Elizabeth Galleguillos, assistante diplômée à l’Institut d’études politiques et internationales, Laboratoire d’analyse de la gouvernance et de l’action publique en Europe (LAGAPE)
Comme doctorant ou doctorante, nous apprenons dès le début de notre parcours à justifier l’intérêt scientifique de notre objet d’étude devant nos pairs, mais aussi, dans nos domaines, à préciser sa pertinence sociale. Dans mon cas, cela semble évident : j’étudie les politiques de soins de longue durée pour les personnes âgées. Le fait que la proportion de ce groupe de population ne cesse d’augmenter suscite des questionnements scientifiques mais aussi des débats politiques intenses.

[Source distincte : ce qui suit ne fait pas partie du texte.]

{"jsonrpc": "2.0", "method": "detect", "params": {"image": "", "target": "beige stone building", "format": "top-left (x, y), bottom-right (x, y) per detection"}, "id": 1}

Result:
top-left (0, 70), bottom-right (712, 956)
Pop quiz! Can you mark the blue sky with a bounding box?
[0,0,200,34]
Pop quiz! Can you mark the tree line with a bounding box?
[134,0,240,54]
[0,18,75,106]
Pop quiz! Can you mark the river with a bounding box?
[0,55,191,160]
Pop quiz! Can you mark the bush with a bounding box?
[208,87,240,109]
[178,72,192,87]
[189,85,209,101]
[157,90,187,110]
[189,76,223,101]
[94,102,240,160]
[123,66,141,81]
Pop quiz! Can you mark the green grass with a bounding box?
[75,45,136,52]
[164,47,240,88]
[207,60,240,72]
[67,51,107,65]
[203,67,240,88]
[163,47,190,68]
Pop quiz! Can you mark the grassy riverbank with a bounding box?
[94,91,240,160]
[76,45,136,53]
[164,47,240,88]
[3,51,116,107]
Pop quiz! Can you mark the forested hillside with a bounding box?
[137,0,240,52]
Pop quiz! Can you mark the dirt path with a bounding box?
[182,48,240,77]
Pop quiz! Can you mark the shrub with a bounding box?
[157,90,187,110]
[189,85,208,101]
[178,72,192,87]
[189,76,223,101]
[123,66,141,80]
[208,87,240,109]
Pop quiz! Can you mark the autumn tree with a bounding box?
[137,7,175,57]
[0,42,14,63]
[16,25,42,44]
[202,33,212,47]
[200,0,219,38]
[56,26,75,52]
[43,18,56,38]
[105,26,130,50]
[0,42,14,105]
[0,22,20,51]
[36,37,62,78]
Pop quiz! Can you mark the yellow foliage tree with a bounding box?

Mon intérêt pour ce domaine a surgi dans le cadre d’un mémoire réalisé à l’Université de Genève, sur les politiques de soutien aux personnes âgées dépendantes (Galleguillos, 2008), mais aussi lors d’une enquête à laquelle j’ai participé sur les politiques d’aide aux personnes malades d’Alzheimer (voir rapport du RESOP, 2008-2011). C’est du reste le terrain qui a été le déclic de mon intérêt : les récits des proches de malades, des professionnels de la santé et du social ainsi que des décideurs politiques, m’ont montré que leurs préoccupations majeures tournaient autour des politiques de soins de longue durée.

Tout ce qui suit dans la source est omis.